Graduate Programs in the Life Sciences

"The study of intracellular microbial pathogens allows a multidisciplinary approach to fundamental questions related to host cell/microbe interactions. My laboratory is studying the facultative intracellular Gram-positive bacterium Listeria monocytogenes. L. monocytogenes multiplies in the cytosol of eukaryotic cells and subverts the host humoral immune system by spreading from cell to cell without leaving the intracellular milieu. The long-term goal of our research is to define the mechanisms leading to the formation of the spreading vacuole and to bacterial escape from this vacuole. A number of bacterial factors involved in cell-to-cell spread have been identified. Among these factors are a broad-range phospholipase C (PC-PLC), a zinc-dependent metalloprotease (Mpl), and a phosphatidylinositol-specific PLC (PI-PLC). The following projects are presently being pursued in the lab.

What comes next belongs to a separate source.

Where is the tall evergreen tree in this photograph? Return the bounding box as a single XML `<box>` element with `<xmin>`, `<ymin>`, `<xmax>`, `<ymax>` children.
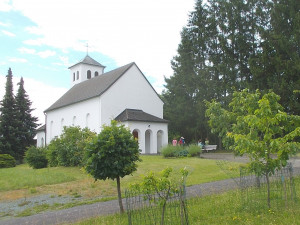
<box><xmin>0</xmin><ymin>68</ymin><xmax>23</xmax><ymax>161</ymax></box>
<box><xmin>16</xmin><ymin>77</ymin><xmax>38</xmax><ymax>155</ymax></box>
<box><xmin>162</xmin><ymin>0</ymin><xmax>300</xmax><ymax>144</ymax></box>
<box><xmin>251</xmin><ymin>0</ymin><xmax>300</xmax><ymax>115</ymax></box>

• Regulation of PC-PLC activity: PC-PLC is made as a proenzyme whose activation requires proteolytic cleavage of a N-terminal prodomain. We have shown that bacteria multiplying in the cytosol of macrophages carry a pool of PC-PLC and that active PC-PLC is specifically released in the spreading vacuole in a pH-dependent manner. Further analyses have indicated that activation of PC-PLC and bacterial release of active PC-PLC are two independent steps, and that a drop in pH is essential but not sufficient. We are interested in defining the mechanism(s) regulating storage, activation, and release of PC-PLC during infection.

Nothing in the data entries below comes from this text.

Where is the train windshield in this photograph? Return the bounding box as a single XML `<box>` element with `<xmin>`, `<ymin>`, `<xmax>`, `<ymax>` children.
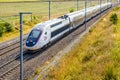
<box><xmin>26</xmin><ymin>30</ymin><xmax>42</xmax><ymax>47</ymax></box>
<box><xmin>29</xmin><ymin>30</ymin><xmax>42</xmax><ymax>38</ymax></box>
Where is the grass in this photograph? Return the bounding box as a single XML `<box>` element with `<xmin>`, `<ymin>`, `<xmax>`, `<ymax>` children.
<box><xmin>35</xmin><ymin>5</ymin><xmax>120</xmax><ymax>80</ymax></box>
<box><xmin>0</xmin><ymin>0</ymin><xmax>98</xmax><ymax>42</ymax></box>
<box><xmin>0</xmin><ymin>0</ymin><xmax>38</xmax><ymax>2</ymax></box>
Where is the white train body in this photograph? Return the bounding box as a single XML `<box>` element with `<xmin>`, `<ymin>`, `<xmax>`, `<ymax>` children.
<box><xmin>25</xmin><ymin>3</ymin><xmax>111</xmax><ymax>50</ymax></box>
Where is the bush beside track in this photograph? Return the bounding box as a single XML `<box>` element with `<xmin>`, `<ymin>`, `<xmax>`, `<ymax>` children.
<box><xmin>35</xmin><ymin>7</ymin><xmax>120</xmax><ymax>80</ymax></box>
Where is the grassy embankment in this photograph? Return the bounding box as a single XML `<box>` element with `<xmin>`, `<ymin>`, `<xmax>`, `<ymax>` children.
<box><xmin>36</xmin><ymin>7</ymin><xmax>120</xmax><ymax>80</ymax></box>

• Regulation of the metalloprotease activity: Mpl is associated with PC-PLC activation. Like PC-PLC, Mpl is made as a proenzyme whose activation requires proteolytic cleavage of a N-terminal prodomain. We have shown that activation of bacteria-associated PC-PLC is Mpl-dependent. We propose that Mpl activation itself is the pH-regulated step in PC-PLC activation. Whether Mpl is directly responsible for activating PC-PLC remains to be determined. We are interested in defining the mechanism(s) regulating Mpl activity and the specific role(s) of Mpl in pathogenesis.

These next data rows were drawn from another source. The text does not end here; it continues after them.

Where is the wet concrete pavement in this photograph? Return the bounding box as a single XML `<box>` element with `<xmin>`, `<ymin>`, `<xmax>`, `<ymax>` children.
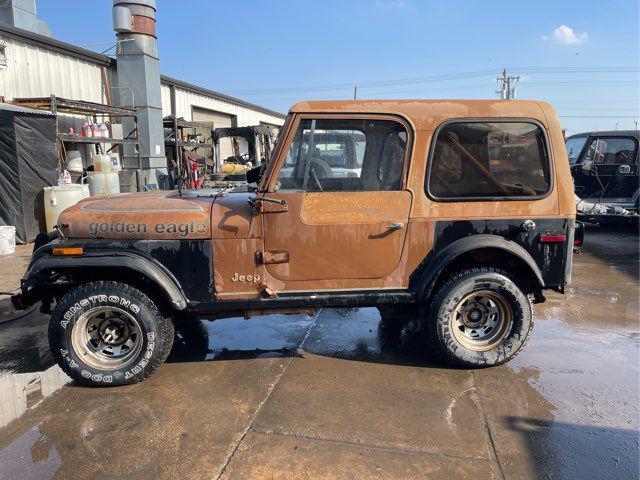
<box><xmin>0</xmin><ymin>231</ymin><xmax>640</xmax><ymax>479</ymax></box>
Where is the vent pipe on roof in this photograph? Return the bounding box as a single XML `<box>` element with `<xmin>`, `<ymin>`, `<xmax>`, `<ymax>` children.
<box><xmin>113</xmin><ymin>0</ymin><xmax>167</xmax><ymax>188</ymax></box>
<box><xmin>0</xmin><ymin>0</ymin><xmax>53</xmax><ymax>37</ymax></box>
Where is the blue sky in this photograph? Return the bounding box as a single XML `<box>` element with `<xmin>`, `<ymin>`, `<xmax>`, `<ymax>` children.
<box><xmin>38</xmin><ymin>0</ymin><xmax>640</xmax><ymax>134</ymax></box>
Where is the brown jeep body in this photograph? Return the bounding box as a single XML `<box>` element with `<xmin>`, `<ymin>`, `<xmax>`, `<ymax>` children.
<box><xmin>18</xmin><ymin>100</ymin><xmax>575</xmax><ymax>316</ymax></box>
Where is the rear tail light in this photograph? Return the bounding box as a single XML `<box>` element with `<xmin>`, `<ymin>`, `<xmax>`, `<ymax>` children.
<box><xmin>53</xmin><ymin>247</ymin><xmax>84</xmax><ymax>255</ymax></box>
<box><xmin>540</xmin><ymin>234</ymin><xmax>567</xmax><ymax>243</ymax></box>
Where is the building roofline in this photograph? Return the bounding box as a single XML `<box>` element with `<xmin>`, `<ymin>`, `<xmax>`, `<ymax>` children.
<box><xmin>0</xmin><ymin>23</ymin><xmax>285</xmax><ymax>119</ymax></box>
<box><xmin>567</xmin><ymin>130</ymin><xmax>640</xmax><ymax>138</ymax></box>
<box><xmin>160</xmin><ymin>75</ymin><xmax>286</xmax><ymax>119</ymax></box>
<box><xmin>0</xmin><ymin>23</ymin><xmax>116</xmax><ymax>65</ymax></box>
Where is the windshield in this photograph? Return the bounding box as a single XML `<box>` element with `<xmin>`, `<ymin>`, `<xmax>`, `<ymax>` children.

• Biogenesis of the spreading vacuole: Recently, we have observed that PI-PLC influences the biogenesis of the spreading vacuole, and that the phenotype of a PI-PLC mutant is reproducible by blocking the activities of specific host signaling molecules in wild-type infected cells. We are interested in defining signaling molecules and pathways regulating L. monocytogenes cell-to-cell spread.